Electrolysis is very simple -- all you have to do is arrange for electricity to pass through some water between electrodes that are placed in the water, as the diagram above shows. It’s as simple as that! Michael Faraday first formulated the principle of electrolysis in 1820.
The key process of electrolysis involves the interchange of atoms and ions that occurs through the removal or addition of electrons from the external circuit. The desired products of electrolysis are in a different physical state from the electrolyte and can be removed through various physical processes. For example, when brine is subjected to electrolysis to produce hydrogen and chlorine, the products are gaseous. These gaseous products bubble from the electrolyte and are easily collected.
Components of Electrolysis
The main components that are needed to achieve electrolysis are:
- An electrolyte: an electrolyte is a substance containing free ions. These ions are the carriers of the electric current in the electrolyte. If the ions are not mobile, as in solid salt, then electrolysis cannot occur.
- A direct current (DC) supply: a DC supply provides the energy necessary to create or discharge the ions in the electrolyte. The electric current is carried by electrons in the external circuit.
- Two electrodes: these function as an electrical conductor which provides the physical interface between the electrical circuit providing the energy and the electrolyte.
At the cathode (the negative electrode), the battery creates a negative charge. Consequently, there is electrical pressure to push electrons into the water at this end. At the anode (the positive electrode), there is a positive charge, so that electrode would like to absorb electrons. But the water isn't a very good conductor. Instead, in order for there to be a flow of charge all the way around the circuit, water molecules near the cathode are split up into a positively charged hydrogen ion, which is symbolized as H+ in the diagram above, and a negatively charged "hydroxide" ion, symbolized as OH-:
H2O -> H+ + OH- .
A positively charged hydrogen ion, or H+, is just the hydrogen atom without its electron, i.e. the nucleus of the hydrogen atom, which is just a single proton.
You might have expected that H2O would break up into an H and an OH (the same atoms but with neutral charges), but this doesn't happen because the oxygen atom more strongly attracts the electron from the H -- it steals it. (Officially, we say the oxygen atom is more "electronegative" than hydrogen). This theft allows the resulting hydroxide ion to have a completely filled outer shell, making it more stable.

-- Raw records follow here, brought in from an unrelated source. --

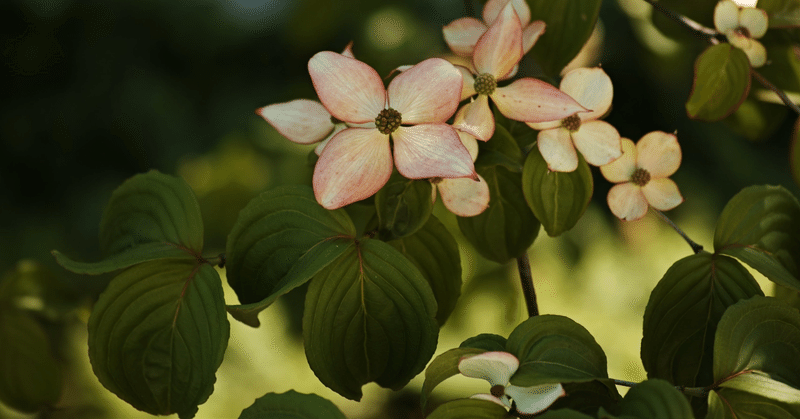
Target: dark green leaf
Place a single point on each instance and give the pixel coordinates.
(151, 207)
(369, 316)
(721, 83)
(569, 25)
(507, 227)
(558, 199)
(443, 367)
(291, 405)
(469, 409)
(781, 13)
(404, 206)
(763, 334)
(555, 349)
(728, 403)
(761, 226)
(500, 150)
(434, 251)
(308, 265)
(682, 315)
(487, 341)
(272, 232)
(158, 334)
(760, 383)
(31, 376)
(140, 253)
(655, 399)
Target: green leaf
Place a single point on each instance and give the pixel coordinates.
(308, 265)
(271, 234)
(761, 226)
(763, 334)
(404, 206)
(507, 227)
(721, 83)
(469, 408)
(728, 403)
(682, 315)
(500, 150)
(781, 13)
(434, 251)
(369, 317)
(569, 25)
(443, 367)
(655, 399)
(292, 405)
(555, 349)
(760, 383)
(31, 375)
(558, 199)
(140, 253)
(158, 334)
(151, 207)
(487, 341)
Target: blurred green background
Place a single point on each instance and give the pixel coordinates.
(96, 91)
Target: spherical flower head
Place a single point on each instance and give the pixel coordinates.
(742, 26)
(412, 111)
(598, 141)
(497, 368)
(642, 175)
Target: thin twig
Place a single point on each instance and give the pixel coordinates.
(766, 83)
(697, 28)
(696, 248)
(526, 279)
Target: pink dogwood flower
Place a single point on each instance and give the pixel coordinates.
(642, 176)
(412, 111)
(462, 34)
(598, 141)
(497, 368)
(497, 52)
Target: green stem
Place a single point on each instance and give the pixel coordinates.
(526, 279)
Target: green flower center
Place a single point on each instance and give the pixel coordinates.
(498, 391)
(485, 84)
(572, 123)
(388, 121)
(640, 177)
(742, 31)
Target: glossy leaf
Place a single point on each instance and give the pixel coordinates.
(728, 403)
(781, 13)
(469, 408)
(434, 251)
(292, 405)
(308, 265)
(507, 227)
(655, 399)
(555, 349)
(721, 83)
(369, 317)
(558, 199)
(443, 367)
(569, 25)
(404, 206)
(272, 233)
(500, 150)
(140, 253)
(762, 334)
(761, 226)
(760, 383)
(31, 376)
(682, 315)
(151, 207)
(158, 334)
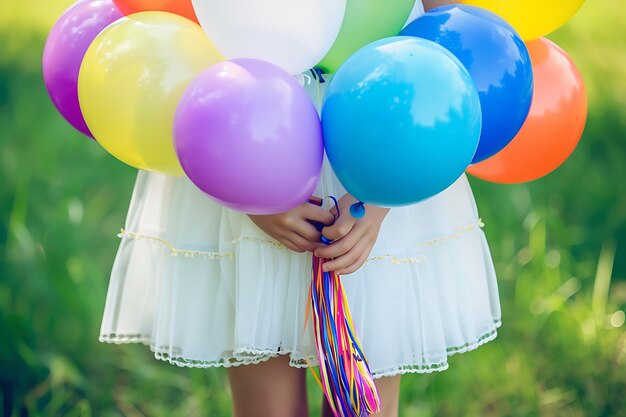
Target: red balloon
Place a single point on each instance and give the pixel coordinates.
(554, 126)
(180, 7)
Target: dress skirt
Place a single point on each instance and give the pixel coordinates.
(203, 286)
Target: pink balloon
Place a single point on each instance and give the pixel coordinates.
(248, 135)
(64, 52)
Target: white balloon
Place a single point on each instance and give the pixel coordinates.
(293, 34)
(417, 11)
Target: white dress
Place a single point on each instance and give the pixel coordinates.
(203, 286)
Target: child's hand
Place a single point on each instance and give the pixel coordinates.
(353, 239)
(293, 229)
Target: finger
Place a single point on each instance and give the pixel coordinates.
(349, 258)
(339, 247)
(318, 214)
(343, 225)
(357, 264)
(303, 244)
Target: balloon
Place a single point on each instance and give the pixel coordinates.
(64, 51)
(496, 58)
(130, 82)
(532, 18)
(401, 121)
(293, 34)
(365, 21)
(554, 126)
(180, 7)
(248, 135)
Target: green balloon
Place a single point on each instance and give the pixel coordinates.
(365, 21)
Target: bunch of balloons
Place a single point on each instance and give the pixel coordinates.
(206, 88)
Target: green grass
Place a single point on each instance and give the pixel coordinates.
(559, 246)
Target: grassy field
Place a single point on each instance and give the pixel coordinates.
(559, 245)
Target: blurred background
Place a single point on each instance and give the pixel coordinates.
(559, 245)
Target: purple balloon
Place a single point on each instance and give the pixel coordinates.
(248, 135)
(65, 49)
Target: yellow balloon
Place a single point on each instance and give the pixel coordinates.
(131, 80)
(531, 18)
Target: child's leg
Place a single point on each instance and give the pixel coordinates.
(389, 392)
(269, 389)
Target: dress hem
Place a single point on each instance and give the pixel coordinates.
(253, 356)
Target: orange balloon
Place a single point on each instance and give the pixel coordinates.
(180, 7)
(554, 125)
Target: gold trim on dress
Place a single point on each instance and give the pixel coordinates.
(230, 255)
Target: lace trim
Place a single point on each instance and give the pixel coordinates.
(252, 356)
(230, 255)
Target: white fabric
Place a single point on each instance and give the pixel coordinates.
(418, 10)
(203, 286)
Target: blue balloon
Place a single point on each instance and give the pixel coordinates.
(401, 120)
(498, 61)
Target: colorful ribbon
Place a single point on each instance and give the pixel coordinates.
(345, 376)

But because of this transfer, the H+, which is just a naked proton, is now free to pick up an electron (symbolized as e-) from the cathode, which is trying hard to donate electrons. When H+ picks up an electron, it will become a regular, neutral hydrogen atom:
H+ + e- -> H
When this hydrogen atom meets another hydrogen atom, they will form a hydrogen gas molecule:
H + H -> H2,
And this molecule will bubble to the surface -- we have hydrogen gas!
Meanwhile, the positive anode has caused the negatively charged hydroxide ion (OH-) to travel across the container to the anode. When it gets to the anode, the anode removes the extra electron that the hydroxide stole from the hydrogen atom earlier, and the hydroxide ion then recombines with three other hydroxide molecules to form 1 molecule of oxygen and 2 molecules of water:
4 OH- -> O2 + 2 H2O + 4e-
The oxygen molecule is very stable, and bubbles to the surface.
In this way, a closed circuit is created, involving negatively charged particles -- electrons in the wire, hydroxide ions in the water. The energy delivered by the battery is stored as the production of hydrogen.